In late July a group from Decorah UCC sat around a coffee table asking what could be done to raise awareness about bullying in the community and, in particular, what could be done to educate people on addressing and preventing the cultures that allow bullying to develop. Remembering the Scarf Project that was organized for the UCC’s General Synod in Long Beach in 2013, that group around the coffee table wondered if something similar could be done in the Decorah community. By late August, the plans were in place and the Decorah Scarf Project was launched.
The premise was simple. Community members were invited to knit a rainbow colored scarf, and on October 1st the community was invited to a training session on how to prevent bullying in the community. Following the training, people who were willing to take an anti-bullying pledge and commit to doing something in the community to prevent and end bullying were invited to take a scarf and to wear it this winter. The hope is that brightly colored scarves create a bold, visible presence in the community, stir up conversation and awareness, remind people of their covenant and commitment, and help those being bullied to identify allies.
The response was tremendous. Long time knitters met to teach first timers. Kids as well as adults worked to create over 110 scarves.
I had the privilege to read and invite people to pledge to be a part of the movement. The pledge was as follows: I believe everybody has the right to live in a community where they feel safe, included, valued, and accepted. I will treat others with respect and kindness. I will act with compassion and not be a bully. I will act with courage and not be a bystander. I will use my actions, my words, my presence to support those who have been bullied and to let them know that they are not alone. As a member of this community, I pledge to be a part of the solution and to do something that actively contributes to ending bullying.
Ginger Meyette, a professor at the local college and friend of the congregation, said it well, “This project is visible and people can do something,” she said. “In the knitting of the scarf itself, you’re weaving a certain amount of yourself into that scarf, and then wearing a scarf that someone else made, it ties the community together in a way that some projects don’t do. Sometimes you feel like just an individual, trying to voice your views about things.”

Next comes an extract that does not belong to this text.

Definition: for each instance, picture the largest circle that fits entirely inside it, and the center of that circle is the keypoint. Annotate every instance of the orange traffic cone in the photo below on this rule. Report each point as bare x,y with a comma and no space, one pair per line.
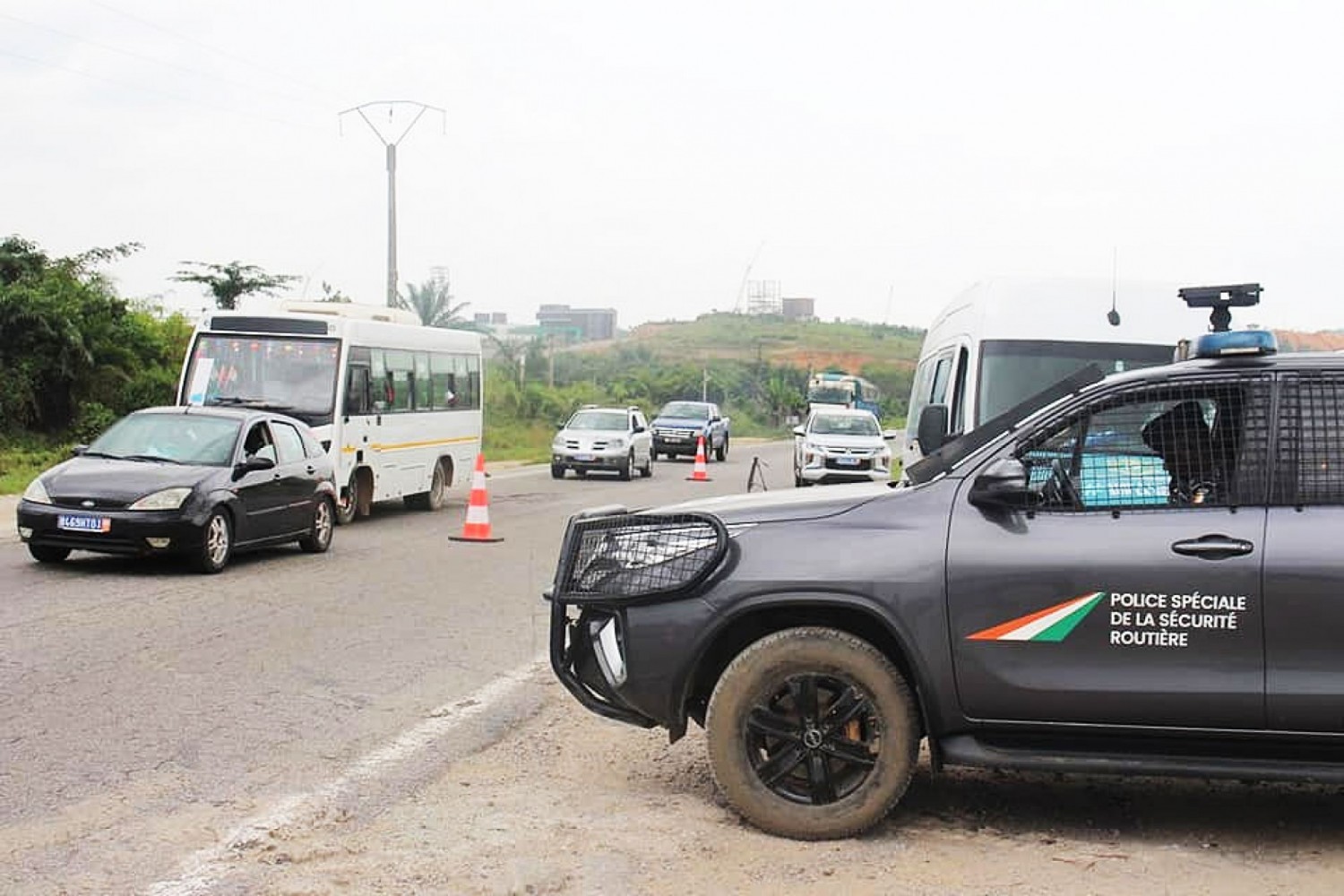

It was a powerful project and one that is only the beginning of the work. Bullying is a problem in many of our communities and even in our churches. As the project in Decorah asked, what will you do to prevent and end bullying?
If you’d like a copy of the press releases, posters, organizing plans, or pledge to adapt in your own community, feel free to email me (email@example.com). We would be honored to share. Pictured above are Laura and President of the college knitting group (the Norse Knitters) Jacqueline Congello who presented the scarves they produced.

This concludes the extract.